Check for duplicate id with entire line

A_Bennett · April 15, 2021, 5:52pm

Qiime produces an error message if the id/header is a duplicate when importing a FASTA. It currently looks up to the first white space (from what I can tell). This should be changed to compare the entire length of the header to allow for sequences from one accession over different ranges. The white space formatting after the accession is important for feeding to NCBI via RESCRIPt.

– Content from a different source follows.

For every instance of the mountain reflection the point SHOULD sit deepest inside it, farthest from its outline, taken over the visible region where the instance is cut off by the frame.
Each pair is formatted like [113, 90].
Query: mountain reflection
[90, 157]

Here is an example of a format pulled for FunGene which fails to import:

'>JNFD01000014 location=90164..91795,organism=Sphingopyxis sp. LC81'
SEQUENCE
'>JNFD01000014 location=00001..00350,organism=Sphingopyxis sp. LC81'
SEQUENCE

Edit it add: maybe a flag is ideal to prevent unintentional uploading of duplicates accessions?

thermokarst · April 15, 2021, 7:09pm

Hi @A_Bennett!

We are using scikit-bio for handling FASTA file parsing (in most places, at least), so we are working off of the skbio interpretation of the FASTA "spec":

http://scikit-bio.org/docs/latest/generated/skbio.io.format.fasta.html#sequence-header

Each sequence header consists of a single line beginning with a greater-than (>) symbol. Immediately following this is a sequence identifier (ID) and description separated by one or more whitespace characters.

So just to make sure I understand, are you proposing that there be an option to include the description field as part of the identifier?

I am concerned that this suggestion might break other things downstream though - if other tools are operating under the assumption the it is >ID DESCRIPTION, this'll just push the error down the road a bit, but, maybe I have misunderstood your suggestion. To be fair, FASTA is one of those squirrely formats with a bunch of different definitions and implementations, so there isn't really a one-size-fits-all approach here, I fear.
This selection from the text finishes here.